The movie isn’t special. Unfortunately, it’s another bland blah summer mind numbing blockbuster. They rip off the World War Z movie poster with that cat and the zombies and the helicopter. The most creative thing was a stupid shirt Chris wore. Most of everything else just felt like a cut and paste action flick with a heavy dose of CGI.

The soundtrack is good as it’s edited into the movie. Lorne Balf’s work elevates the movie to a truly cinematic experience, and ties together the flick with a nice, grand bow. It’s fitting, uncompromising and perfect for the movie. It isn’t his best work, but it’s far from his worst. The iconic music that plays in the best action scenes, however, isn’t that prevalent in the OST, which is a bummer. 

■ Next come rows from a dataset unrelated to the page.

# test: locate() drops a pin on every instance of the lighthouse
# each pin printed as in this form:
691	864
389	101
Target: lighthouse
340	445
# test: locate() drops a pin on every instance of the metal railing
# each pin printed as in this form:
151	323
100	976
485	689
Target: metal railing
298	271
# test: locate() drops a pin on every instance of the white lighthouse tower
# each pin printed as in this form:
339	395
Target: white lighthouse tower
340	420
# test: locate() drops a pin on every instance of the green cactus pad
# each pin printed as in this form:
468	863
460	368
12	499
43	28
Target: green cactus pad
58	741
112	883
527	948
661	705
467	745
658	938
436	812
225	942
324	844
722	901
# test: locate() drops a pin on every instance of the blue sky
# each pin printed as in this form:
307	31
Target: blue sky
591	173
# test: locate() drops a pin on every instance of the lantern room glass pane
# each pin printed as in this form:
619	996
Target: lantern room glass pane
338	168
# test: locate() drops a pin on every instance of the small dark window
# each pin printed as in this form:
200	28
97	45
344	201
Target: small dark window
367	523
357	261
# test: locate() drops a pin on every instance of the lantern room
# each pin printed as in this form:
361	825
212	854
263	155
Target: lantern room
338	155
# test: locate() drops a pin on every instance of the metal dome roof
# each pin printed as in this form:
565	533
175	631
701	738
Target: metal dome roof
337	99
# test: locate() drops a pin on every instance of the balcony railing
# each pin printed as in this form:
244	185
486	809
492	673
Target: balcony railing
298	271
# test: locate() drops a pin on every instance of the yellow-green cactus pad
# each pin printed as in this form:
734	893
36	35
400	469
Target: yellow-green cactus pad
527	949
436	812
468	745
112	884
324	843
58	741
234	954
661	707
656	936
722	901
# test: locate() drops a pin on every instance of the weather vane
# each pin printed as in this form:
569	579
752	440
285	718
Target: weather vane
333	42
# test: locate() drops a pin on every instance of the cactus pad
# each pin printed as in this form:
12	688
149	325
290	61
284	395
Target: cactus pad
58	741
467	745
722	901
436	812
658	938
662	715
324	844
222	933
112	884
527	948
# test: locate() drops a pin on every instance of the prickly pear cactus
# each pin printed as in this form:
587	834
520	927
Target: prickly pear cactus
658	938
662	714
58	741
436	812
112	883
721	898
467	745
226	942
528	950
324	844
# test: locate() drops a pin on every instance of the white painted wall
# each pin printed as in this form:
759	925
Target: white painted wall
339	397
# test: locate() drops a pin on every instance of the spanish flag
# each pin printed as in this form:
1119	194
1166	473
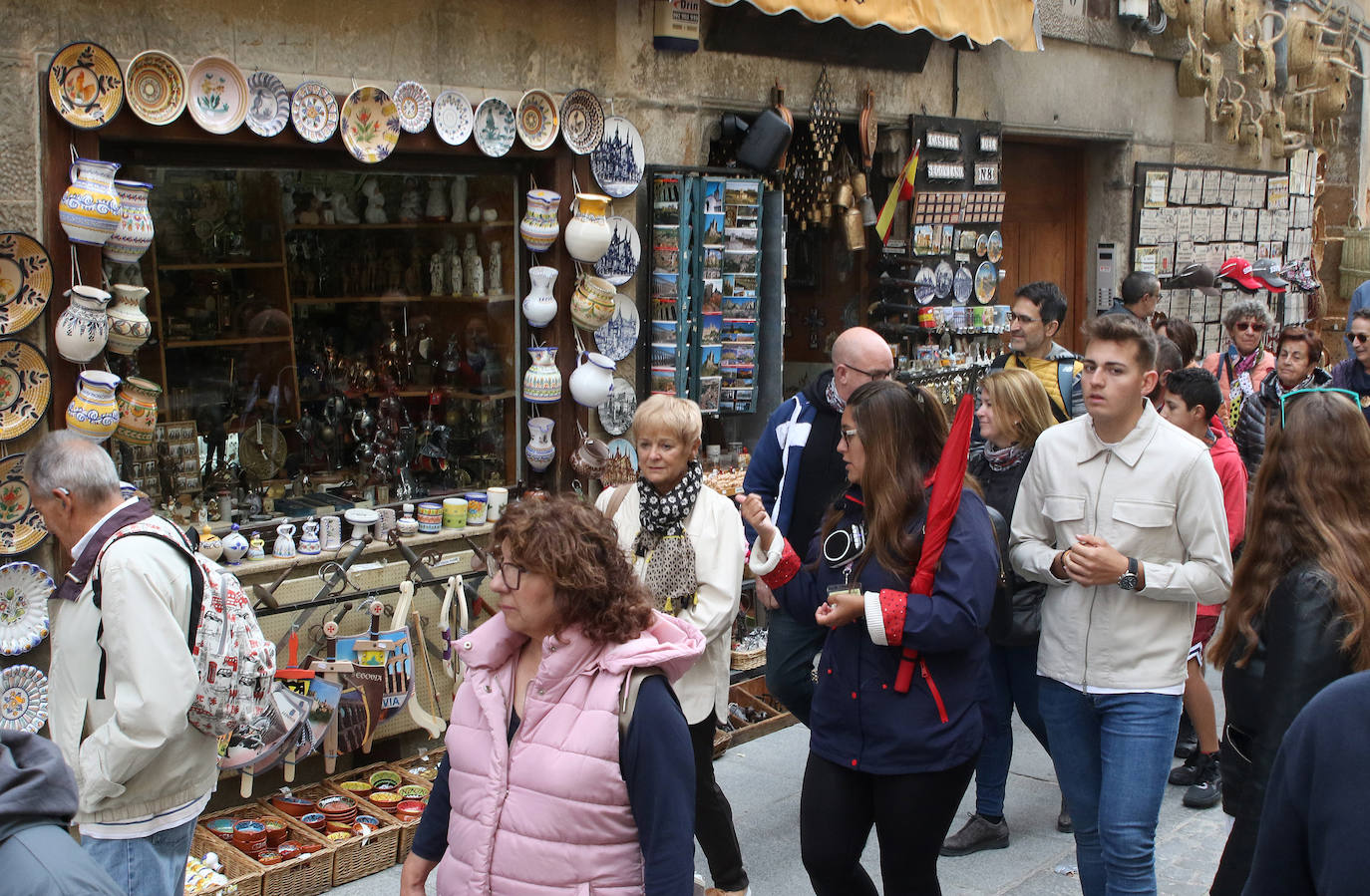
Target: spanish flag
900	192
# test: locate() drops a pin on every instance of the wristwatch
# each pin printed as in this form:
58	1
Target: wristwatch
1128	581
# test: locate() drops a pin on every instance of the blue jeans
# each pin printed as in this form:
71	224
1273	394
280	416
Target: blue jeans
146	866
1113	755
1013	673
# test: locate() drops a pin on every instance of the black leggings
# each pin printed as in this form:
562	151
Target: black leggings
911	814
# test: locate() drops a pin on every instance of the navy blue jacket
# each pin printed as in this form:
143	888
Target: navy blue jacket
857	720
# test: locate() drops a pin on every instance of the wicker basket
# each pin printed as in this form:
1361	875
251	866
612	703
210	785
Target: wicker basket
303	876
355	858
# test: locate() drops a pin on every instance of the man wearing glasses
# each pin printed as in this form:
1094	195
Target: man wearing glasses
798	472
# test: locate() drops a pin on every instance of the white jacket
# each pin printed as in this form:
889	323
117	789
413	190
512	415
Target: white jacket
133	752
715	529
1153	496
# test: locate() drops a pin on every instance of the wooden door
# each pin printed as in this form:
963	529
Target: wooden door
1044	226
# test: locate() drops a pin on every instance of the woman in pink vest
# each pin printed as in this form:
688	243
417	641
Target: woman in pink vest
545	789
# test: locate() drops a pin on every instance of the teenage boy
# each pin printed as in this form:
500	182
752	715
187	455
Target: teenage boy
1193	398
1121	515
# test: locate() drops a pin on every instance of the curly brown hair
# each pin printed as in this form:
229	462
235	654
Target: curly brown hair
577	547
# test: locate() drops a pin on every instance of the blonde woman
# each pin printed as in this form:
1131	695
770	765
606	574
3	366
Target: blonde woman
1014	409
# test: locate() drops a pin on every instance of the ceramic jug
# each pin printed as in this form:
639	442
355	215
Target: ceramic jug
540	304
84	328
133	236
138	403
538	226
94	413
540	449
89	210
592	380
542	381
588	234
592	303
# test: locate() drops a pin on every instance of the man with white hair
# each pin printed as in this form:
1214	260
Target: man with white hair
122	674
798	471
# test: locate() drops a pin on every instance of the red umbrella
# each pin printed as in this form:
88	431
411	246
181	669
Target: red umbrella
941	508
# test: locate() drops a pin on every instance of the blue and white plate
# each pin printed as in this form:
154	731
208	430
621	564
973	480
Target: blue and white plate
625	252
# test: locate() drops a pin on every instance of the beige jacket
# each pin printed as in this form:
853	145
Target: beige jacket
1154	496
133	752
715	529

To sum things up, if you miss this movie, you’re not missing out. If you do watch this movie, shut off your brain and just enjoy the spectacle. If you’ve got a big TV and a good sound system, all the better. If you can somehow watch it in theaters, you’ll probably get the best experience. 4/10. I can’t remember where, but I swear I saw a movie with another hunky macho action star involving time travel, the end of the world, male creatures that rip apart our forces, and needing to kill the female to save the world. 

You can stream The Tomorrow War on Amazon Prime.